# Heights Farm dog food. Opinions



## creaky (Nov 5, 2012)

Hi.
Rosie is currently on dried dog (puppy) food from Heights Farm in Bolton UK.
I just wondered whether anyone else has tried it and because I don't understand what most of the ingredients do I wondered if people could check it out at www.heightsfarmpetfoods.co.uk and let me know what they think.

Thanks
Angie


----------



## JoJo (Mar 2, 2011)

Not tried this sorry .. I feed Barking Heads to my dogs and have done for some time now, I am happy with it. I happy that my dogs enjoy it, I like the ingredients, I feel I am feeding good quality food to my dogs, also my dogs health is good and their toilets are good. 

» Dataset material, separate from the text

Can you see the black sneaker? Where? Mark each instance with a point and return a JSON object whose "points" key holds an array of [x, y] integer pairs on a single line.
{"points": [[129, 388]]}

All I would say is read the ingredients and find a food that you are happy to feed your dog and a food your dog enjoys.


----------



## wellerfeller (Jul 12, 2011)

Hi, from a quick look, the salmon and potato variety looks pretty good but the other varieties aren't so great. The main and bulk ingredient is rice in those flavours. An easy way to work meat/carbs ratio is that the first named ingredient is the greater in the food. Ideally you would be looking to find meat as first ingredient.


----------



## creaky (Nov 5, 2012)

Thanks Karen,
I will check out the ingredients a bit more.
I just wish choosing the right dog food was easier. I know alot of people on here feed RAW but being a vegetarian I don't think I could stomach it. I do give Rosie Sardines and meaty treats for variety though.

Somebody told me that Heights Farm pet food was very similar to James Wellbeloved so thats why I thought I would see what you seasoned experts say.

Jo Jo, I have ordered a back of Puppy Days to try but it has worried me about the recent posts about Barley being added so I will have to see.

I don't know what I would do without this forum and hopefully one day I will be in a position to advise people instead of always asking questions. lol.


----------



## wellerfeller (Jul 12, 2011)

Heights farm dog food has barley in it too, except the salmon flavour.
Barking heads puppy days food is barley free


----------



## JoJo (Mar 2, 2011)

Barking Heads Puppy Days does not have barley and the 2 recipes which do/did have barley in have been or are being changed to contain no barley ... plus Barking Heads do listen to their customers and know what we and our dogs want .. ie they have a new puppy recipe coming soon and also some grain free recipes, plus the new treats which seem to be going down well ... I personally feel it really is a good brand


----------



## JasperBlack (Sep 1, 2012)

I called them for advice the other day JoJo, they're a great company!


Sent from my iPhone using Tapatalk


----------



## creaky (Nov 5, 2012)

Thanks everyone for your advice.

I have some Barking Heads on the way so fingers crossed that Rosie takes to it.

Angie


----------



## JasperBlack (Sep 1, 2012)

I checked my new unopened bag last night, no barley in the puppy days  x


Sent from my iPhone using Tapatalk


----------